YinAndGrahamSoilModel
(lam, kap, psi, siga, ea, ta, e0=None, estress0=None, pstress0=None, t0=None)[source]¶ Bases:
geotecha.constitutive_models.void_ratio_stress.OneDimensionalVoidRatioEffectiveStress
Yin and Graham creep void ratio-effective stress realationship
This model uses the integral void ratio form of the Yin and Graham (1996) [1] soil model as described by Hu et al. (2014) [2]. Basically you step through time keeping track of the stress state and a cumulatlive integral representing creep strain.
Parameters: - lam : float
Compressibility index, slope of the referece time line e-ln(sig) line.
- kap : float
Recompression index, slope of e-ln(sig) line.
- psi : float
Creep parameter.
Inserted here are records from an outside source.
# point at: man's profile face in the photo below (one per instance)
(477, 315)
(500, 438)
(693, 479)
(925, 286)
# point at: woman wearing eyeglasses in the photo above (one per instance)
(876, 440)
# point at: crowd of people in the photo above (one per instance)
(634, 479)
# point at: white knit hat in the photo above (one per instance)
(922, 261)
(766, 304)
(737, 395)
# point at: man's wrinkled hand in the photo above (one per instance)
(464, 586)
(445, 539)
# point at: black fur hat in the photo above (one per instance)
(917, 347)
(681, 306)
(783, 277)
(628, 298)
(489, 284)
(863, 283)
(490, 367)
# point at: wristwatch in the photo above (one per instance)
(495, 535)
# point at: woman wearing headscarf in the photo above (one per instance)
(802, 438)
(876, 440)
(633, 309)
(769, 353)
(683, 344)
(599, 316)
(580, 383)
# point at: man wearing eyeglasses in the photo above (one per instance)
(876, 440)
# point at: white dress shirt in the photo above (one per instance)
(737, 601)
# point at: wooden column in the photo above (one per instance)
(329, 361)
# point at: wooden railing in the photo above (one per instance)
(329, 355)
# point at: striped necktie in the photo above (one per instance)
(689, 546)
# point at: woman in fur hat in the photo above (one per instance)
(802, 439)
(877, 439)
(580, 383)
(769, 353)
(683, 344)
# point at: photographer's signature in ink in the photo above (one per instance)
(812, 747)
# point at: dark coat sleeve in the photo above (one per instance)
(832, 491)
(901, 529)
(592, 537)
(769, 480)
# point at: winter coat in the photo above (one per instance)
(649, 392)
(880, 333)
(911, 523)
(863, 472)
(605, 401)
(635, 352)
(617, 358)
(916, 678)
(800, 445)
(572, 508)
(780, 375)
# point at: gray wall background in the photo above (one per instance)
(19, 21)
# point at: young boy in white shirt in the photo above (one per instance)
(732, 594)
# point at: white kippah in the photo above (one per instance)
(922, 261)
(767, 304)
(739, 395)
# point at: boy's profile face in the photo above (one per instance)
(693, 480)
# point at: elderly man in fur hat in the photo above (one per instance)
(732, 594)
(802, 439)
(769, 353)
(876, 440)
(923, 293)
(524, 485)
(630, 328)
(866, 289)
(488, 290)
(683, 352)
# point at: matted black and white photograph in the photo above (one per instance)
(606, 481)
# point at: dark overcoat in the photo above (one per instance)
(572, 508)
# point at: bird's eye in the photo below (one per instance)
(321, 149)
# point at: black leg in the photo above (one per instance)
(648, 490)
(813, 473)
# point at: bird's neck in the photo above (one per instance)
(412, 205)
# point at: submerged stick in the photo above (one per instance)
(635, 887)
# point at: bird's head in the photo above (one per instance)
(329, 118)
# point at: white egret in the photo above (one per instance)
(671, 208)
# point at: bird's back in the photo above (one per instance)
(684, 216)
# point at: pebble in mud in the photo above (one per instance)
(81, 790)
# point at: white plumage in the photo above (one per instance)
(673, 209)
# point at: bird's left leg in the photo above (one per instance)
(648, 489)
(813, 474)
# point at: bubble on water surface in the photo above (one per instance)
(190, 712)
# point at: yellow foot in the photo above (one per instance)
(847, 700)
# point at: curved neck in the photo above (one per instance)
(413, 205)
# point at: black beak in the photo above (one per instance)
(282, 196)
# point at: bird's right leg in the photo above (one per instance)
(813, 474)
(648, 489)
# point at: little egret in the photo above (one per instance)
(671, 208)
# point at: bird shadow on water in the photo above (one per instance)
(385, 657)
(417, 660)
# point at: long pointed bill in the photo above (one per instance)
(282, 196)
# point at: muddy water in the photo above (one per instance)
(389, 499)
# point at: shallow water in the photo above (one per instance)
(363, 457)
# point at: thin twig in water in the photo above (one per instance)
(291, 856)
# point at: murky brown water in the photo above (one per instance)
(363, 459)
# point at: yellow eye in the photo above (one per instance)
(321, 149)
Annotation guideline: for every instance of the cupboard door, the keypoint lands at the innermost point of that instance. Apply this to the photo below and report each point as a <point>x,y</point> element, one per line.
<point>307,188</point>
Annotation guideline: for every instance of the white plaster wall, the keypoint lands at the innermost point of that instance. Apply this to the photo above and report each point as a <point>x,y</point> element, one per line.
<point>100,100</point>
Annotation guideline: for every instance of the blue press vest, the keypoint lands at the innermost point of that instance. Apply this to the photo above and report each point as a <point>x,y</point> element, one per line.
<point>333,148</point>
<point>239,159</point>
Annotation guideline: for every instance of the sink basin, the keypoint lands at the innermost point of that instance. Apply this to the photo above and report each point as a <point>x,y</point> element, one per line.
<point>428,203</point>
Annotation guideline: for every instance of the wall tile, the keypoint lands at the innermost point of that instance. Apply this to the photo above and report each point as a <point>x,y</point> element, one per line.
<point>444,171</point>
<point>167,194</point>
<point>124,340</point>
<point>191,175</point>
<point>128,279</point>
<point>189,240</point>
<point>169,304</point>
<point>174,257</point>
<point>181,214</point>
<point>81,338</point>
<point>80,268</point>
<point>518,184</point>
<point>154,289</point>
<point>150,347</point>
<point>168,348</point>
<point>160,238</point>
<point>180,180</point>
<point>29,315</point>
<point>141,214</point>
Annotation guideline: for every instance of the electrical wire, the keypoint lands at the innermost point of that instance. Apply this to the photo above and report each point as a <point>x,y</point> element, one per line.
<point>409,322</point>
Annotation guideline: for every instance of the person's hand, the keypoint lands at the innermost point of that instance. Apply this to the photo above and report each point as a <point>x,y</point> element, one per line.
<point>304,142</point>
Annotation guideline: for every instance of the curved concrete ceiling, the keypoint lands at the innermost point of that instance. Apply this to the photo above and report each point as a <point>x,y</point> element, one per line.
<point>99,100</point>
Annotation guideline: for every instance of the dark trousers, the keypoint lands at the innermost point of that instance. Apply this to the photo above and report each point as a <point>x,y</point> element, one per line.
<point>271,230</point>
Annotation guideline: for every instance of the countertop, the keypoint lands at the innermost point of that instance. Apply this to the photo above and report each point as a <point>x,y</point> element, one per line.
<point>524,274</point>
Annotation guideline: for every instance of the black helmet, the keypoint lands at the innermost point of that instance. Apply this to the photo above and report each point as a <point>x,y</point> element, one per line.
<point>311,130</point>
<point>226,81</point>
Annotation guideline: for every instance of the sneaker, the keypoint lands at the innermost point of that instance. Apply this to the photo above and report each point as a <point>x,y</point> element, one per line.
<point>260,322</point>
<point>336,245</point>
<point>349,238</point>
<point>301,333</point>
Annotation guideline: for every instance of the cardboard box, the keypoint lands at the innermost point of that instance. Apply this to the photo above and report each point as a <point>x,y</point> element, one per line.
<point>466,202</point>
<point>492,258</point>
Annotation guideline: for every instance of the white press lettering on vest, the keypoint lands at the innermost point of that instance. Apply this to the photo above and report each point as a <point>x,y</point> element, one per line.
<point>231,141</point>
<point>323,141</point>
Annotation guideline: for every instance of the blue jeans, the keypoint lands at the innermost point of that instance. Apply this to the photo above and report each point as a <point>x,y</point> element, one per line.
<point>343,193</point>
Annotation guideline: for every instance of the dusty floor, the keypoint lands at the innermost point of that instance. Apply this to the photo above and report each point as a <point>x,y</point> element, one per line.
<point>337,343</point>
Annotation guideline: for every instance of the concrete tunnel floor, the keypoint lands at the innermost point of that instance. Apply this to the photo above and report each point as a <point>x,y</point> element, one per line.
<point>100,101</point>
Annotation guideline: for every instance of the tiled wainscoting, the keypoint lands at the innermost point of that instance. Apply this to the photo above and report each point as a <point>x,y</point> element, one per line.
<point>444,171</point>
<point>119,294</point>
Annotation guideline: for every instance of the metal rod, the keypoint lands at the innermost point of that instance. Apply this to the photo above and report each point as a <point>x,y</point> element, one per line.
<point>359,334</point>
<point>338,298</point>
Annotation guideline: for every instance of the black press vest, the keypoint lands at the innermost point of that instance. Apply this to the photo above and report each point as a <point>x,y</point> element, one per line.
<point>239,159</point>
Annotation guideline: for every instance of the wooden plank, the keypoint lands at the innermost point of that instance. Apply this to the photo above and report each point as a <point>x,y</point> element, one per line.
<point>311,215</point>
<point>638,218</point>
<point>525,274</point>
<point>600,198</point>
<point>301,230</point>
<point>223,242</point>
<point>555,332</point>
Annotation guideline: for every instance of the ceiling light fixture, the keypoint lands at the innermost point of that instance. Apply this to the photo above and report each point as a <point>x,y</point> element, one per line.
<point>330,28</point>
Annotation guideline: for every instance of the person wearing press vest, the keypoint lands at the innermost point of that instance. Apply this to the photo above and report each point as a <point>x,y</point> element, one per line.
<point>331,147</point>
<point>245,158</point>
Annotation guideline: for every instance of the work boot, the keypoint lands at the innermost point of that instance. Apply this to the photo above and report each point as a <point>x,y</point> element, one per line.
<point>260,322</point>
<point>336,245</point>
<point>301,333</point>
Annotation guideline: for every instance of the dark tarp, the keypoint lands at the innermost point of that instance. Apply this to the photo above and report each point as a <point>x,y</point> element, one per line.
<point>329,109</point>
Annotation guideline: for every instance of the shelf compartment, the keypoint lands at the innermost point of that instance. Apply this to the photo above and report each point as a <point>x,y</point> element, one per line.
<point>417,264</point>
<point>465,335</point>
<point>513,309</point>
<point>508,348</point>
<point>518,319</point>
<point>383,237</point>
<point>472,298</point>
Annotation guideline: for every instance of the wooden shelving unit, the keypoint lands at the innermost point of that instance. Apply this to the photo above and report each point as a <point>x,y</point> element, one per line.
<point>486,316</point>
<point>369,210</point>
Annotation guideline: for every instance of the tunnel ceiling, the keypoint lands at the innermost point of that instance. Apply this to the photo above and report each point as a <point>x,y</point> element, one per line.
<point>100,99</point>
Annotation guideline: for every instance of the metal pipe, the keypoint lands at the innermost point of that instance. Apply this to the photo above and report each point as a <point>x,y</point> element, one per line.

Slope of the void ratio-ln(time) line.
- siga, ea : float
Point on reference time line fixing it in effective stress-void ratio space.
- ta : float
Reference time corresponding to the reference time line.
- e0 : float, optional
Initial void ratio. Default e0=None. If specifying initial conditions then only use two of the four available (e0, estress0, pstress0, t0).
- estress0 : float, optional
Initial effective stress. Default estress=None. If specifying initial conditions then only use two of the four available (e0, estress0, pstress0, t0).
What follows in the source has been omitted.